Orchestrated protein and DNA quality control plays a major role in preventing premature aging and promoting longevity in many species. Several recent studies have shown that RNA quality control is also critical for longevity. Nonsense-mediated mRNA decay (NMD) is a biological surveillance mechanism that eliminates mRNA transcripts with premature termination codons. We previously showed that NMD in Caenorhabditis elegans contributes to longevity by enhancing RNA quality (Son et al., 2017, Nat. Comm.). Here, we aimed at identifying NMD-modulating factors that affect longevity in C. elegans by performing RNAi and mutagenesis screens. From a genome-wide RNAi screen using a sensitized NMD-responsive GFP reporter strain,
smg-1(
tm849);
sec-23p::gfp::lacZ(PTC) (Longman et al., 2007, Genes Dev.), we identified several NMD-modulating factors:
algn-2/asparagine-linked glycosylation protein,
zip-1/bZIP transcription factor, and C44B11.1/FAS apoptotic inhibitory molecule.
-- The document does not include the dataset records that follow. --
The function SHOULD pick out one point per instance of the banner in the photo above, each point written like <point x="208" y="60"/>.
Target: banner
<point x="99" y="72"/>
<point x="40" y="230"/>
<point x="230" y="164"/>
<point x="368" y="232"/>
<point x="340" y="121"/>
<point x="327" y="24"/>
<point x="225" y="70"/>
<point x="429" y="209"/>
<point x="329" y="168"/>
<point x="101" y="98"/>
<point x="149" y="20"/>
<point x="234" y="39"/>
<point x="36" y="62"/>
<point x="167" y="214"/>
We further showed that knocking down each of
algn-2,
zip-1, and C44B11.1 increased the levels of the
rpl-7A transcript, an established endogenous NMD target. We found that two of the mutants isolated from our mutagenesis screen displayed decreased
rpl-7A transcript levels. We further characterized
algn-2, which exhibited an age-dependent decrease in its expression and was required for maintaining normal lifespan. We showed that knocking down
algn-2 significantly reduced longevity conferred by various genetic interventions, including
daf-2/insulin/IGF-1 receptor mutations, dietary restriction mimetic
eat-2 mutations, and mitochondrial respiration-defective
isp-1 mutations. We further demonstrated that genetic inhibition of
daf-2/insulin/IGF-1 receptor upregulated ALGN-2, which contributed to long lifespan in an NMD dependent manner. Thus, upregulation of ALGN-2 conferred by reduced insulin/IGF-1 signaling enhances NMD in C. elegans. Overall, our study identified novel modulators of NMD, including
algn-2, which plays key roles in RNA quality control and organismal longevity. Our study will help understand how NMD-mediated mRNA quality control extends animal lifespan.